Since a default WordPress theme is used to show how this plugin is beneficial, I decided to try it for myself. I installed the plugin on a fresh install of WordPress 4.9.7, Gutenberg 3.3, and the latest version of Twenty Sixteen. I published a Gutenberg Demo post which uses many of the default blocks.
Twenty Sixteen Looks Better Without It
Here is what the Gallery block looks like in Twenty Sixteen with the plugin disabled. The content looks good and fits within the content column.
When the plugin is enabled, the images are so large, a horizontal scroll bar appears.
The plugin includes additional styling for default blocks. One block that doesn’t benefit from the enhanced styles is the Video block. With the plugin disabled, the video block appears normally.
With the plugin enabled, the video block overflows the content column and breaches into the left sidebar.
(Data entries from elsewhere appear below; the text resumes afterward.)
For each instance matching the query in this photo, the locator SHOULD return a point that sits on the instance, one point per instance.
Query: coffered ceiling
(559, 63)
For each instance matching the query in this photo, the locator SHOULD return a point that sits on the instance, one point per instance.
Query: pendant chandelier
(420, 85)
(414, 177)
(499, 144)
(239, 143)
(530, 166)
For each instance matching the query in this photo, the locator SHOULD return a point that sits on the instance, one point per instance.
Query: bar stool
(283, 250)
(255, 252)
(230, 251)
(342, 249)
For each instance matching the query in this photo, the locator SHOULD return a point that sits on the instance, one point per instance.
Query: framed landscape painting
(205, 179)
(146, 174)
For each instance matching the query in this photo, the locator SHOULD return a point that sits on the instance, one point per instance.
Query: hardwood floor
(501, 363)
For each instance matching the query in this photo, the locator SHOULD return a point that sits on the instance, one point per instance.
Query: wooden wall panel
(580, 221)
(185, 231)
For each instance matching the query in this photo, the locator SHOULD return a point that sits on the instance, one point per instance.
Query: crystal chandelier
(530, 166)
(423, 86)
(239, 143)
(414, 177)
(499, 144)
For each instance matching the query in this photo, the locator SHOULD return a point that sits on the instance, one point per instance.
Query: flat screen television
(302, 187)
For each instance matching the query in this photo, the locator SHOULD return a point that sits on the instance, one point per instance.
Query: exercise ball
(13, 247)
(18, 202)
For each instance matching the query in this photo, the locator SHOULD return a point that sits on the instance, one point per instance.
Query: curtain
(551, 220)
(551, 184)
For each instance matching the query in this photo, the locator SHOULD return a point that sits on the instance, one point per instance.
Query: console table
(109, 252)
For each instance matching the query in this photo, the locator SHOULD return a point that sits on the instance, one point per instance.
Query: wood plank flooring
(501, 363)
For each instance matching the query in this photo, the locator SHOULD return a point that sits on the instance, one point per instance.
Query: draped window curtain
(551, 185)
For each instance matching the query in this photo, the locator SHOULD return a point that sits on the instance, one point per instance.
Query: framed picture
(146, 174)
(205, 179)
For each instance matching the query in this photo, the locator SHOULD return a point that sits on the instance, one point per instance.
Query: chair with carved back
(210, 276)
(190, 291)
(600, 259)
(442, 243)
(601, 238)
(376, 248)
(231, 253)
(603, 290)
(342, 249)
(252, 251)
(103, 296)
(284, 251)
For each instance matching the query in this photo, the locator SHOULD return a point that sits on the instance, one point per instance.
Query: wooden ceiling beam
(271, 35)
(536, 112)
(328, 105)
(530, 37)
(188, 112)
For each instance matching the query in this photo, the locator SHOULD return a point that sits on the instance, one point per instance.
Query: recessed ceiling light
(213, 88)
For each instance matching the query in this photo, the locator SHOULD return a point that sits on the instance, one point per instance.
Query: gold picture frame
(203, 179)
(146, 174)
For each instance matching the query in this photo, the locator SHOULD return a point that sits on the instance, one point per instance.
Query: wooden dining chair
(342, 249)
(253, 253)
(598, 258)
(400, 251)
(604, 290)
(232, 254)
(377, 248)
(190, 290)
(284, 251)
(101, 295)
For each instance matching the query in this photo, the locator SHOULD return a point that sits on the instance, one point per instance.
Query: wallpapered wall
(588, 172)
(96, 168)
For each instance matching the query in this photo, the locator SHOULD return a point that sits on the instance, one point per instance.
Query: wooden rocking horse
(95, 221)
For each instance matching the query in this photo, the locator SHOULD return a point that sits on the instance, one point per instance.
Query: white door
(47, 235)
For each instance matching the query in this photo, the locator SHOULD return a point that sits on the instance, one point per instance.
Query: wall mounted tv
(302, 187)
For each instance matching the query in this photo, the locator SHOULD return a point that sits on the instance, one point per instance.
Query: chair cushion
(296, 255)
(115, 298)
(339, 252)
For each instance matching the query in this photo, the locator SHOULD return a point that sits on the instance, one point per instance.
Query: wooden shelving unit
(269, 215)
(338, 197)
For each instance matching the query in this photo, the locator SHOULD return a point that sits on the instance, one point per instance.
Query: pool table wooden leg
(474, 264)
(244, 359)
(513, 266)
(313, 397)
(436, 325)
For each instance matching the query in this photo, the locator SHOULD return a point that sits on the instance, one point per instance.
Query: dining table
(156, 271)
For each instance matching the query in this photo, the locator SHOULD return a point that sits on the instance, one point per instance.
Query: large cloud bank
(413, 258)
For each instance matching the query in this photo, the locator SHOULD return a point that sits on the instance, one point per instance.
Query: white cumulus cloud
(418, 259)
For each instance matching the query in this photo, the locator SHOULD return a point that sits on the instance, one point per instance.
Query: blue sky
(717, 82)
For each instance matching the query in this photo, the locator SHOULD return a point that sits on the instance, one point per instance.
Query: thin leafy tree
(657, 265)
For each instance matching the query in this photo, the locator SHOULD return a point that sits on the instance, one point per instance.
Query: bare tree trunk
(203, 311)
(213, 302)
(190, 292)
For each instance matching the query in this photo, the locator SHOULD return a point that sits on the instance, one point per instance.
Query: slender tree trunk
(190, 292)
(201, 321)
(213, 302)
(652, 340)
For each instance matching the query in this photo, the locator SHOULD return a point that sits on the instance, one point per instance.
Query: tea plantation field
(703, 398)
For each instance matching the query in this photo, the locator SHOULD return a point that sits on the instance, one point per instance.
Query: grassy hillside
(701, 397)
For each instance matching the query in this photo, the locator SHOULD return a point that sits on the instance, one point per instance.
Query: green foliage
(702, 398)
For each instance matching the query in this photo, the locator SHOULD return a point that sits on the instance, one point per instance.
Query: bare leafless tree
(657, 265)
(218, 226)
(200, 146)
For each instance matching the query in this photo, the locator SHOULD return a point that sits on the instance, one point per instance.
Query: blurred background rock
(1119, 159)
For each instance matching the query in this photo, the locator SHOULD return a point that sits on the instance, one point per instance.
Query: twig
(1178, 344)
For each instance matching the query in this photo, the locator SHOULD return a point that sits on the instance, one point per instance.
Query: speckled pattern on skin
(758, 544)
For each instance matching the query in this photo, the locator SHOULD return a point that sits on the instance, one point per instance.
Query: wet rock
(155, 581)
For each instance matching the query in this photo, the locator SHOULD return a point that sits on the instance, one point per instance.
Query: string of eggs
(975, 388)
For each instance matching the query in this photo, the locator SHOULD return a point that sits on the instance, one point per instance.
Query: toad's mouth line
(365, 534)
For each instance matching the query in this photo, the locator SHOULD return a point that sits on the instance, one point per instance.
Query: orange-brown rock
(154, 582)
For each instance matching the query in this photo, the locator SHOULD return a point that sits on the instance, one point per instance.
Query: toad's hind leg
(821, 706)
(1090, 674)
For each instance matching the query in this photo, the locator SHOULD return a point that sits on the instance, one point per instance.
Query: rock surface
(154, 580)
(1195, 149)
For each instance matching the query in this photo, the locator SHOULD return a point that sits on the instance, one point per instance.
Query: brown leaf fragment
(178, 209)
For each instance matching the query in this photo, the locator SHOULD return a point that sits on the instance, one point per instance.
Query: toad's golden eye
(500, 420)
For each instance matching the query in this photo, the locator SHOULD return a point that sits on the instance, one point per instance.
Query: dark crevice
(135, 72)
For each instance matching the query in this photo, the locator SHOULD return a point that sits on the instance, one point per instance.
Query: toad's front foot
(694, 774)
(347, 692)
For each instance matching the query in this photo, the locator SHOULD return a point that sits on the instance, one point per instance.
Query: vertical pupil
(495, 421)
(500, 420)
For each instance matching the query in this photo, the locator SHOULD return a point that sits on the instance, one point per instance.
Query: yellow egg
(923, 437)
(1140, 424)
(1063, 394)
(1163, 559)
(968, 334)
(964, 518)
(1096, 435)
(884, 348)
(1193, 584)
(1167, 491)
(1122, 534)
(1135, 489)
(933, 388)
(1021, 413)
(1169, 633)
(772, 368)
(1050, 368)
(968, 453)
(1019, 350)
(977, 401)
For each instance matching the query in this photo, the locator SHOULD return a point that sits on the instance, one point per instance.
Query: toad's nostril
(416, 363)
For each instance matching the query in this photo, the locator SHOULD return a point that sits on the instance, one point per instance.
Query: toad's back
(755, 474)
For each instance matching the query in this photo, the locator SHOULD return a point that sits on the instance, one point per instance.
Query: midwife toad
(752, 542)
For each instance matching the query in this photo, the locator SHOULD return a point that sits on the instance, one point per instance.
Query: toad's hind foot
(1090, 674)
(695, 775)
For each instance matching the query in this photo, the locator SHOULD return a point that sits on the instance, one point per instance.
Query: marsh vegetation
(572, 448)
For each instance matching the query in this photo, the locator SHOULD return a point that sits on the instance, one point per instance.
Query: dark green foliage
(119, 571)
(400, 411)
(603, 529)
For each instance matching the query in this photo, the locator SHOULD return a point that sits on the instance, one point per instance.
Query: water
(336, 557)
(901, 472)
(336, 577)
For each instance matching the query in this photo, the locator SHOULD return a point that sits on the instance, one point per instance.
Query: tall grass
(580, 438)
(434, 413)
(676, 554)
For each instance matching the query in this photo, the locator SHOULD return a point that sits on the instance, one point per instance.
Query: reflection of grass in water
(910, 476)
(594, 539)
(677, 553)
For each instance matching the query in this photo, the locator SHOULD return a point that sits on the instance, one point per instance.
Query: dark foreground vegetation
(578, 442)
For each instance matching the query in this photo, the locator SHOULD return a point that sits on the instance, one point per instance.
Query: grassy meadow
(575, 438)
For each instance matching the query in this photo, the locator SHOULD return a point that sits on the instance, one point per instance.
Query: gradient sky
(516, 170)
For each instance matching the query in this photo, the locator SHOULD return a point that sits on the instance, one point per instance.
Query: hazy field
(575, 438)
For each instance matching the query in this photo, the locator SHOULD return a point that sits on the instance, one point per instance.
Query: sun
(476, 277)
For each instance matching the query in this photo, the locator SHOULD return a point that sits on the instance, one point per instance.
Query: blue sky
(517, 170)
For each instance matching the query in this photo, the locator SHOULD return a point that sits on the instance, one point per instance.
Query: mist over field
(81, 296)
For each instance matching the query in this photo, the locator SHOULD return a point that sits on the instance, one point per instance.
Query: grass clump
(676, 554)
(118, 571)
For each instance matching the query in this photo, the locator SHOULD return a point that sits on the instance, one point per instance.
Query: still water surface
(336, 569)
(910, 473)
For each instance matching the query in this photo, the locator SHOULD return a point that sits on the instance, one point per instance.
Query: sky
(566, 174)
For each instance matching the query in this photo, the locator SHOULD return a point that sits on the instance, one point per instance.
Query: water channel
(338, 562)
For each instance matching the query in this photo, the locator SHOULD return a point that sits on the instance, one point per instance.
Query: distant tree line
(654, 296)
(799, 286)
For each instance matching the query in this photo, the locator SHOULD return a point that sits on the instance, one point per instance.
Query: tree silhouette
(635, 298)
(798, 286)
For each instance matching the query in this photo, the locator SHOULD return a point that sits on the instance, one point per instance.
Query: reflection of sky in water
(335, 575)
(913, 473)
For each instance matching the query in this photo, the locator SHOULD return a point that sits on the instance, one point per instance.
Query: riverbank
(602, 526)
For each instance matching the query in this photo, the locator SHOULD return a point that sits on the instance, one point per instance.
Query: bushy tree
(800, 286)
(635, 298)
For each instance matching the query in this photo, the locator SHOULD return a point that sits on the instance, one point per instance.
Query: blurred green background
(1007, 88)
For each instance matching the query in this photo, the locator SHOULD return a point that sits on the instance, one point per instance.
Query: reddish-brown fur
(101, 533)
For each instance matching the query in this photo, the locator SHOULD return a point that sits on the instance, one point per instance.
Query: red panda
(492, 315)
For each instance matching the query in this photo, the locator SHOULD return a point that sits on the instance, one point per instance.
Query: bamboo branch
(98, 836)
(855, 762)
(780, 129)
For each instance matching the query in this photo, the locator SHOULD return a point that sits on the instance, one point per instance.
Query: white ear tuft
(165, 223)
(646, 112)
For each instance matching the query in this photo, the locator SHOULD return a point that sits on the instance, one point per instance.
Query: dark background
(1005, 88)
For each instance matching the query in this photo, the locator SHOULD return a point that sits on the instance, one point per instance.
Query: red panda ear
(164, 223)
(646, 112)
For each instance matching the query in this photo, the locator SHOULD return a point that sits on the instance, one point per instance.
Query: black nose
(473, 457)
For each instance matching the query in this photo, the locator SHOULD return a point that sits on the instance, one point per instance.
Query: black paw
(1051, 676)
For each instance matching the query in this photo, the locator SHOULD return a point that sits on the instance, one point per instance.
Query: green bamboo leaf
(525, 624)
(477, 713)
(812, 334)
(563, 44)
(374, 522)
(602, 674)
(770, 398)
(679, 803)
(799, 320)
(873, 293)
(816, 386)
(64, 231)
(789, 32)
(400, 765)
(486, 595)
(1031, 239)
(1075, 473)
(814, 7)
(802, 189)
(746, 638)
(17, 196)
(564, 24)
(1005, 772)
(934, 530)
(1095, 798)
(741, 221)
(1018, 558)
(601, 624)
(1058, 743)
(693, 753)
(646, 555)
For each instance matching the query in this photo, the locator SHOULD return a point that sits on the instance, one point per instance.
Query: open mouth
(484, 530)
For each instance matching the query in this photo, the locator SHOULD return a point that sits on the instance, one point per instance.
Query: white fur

Although the plugin initially shipped with no options, version 0.2 includes new settings that provide better compatibility for some themes. I checked the box to disable Fitvids support which solved the video block issue. However, the other options had no effect on the oversized image blocks.
Twenty Sixteen and Twenty Seventeen do not work well with this plugin. There may be themes, particularly older ones that benefit, but more modern themes will likely be ok without it.
I don’t think it’s a good idea to add a plugin to support one or two features that it needs a small CSS code to run.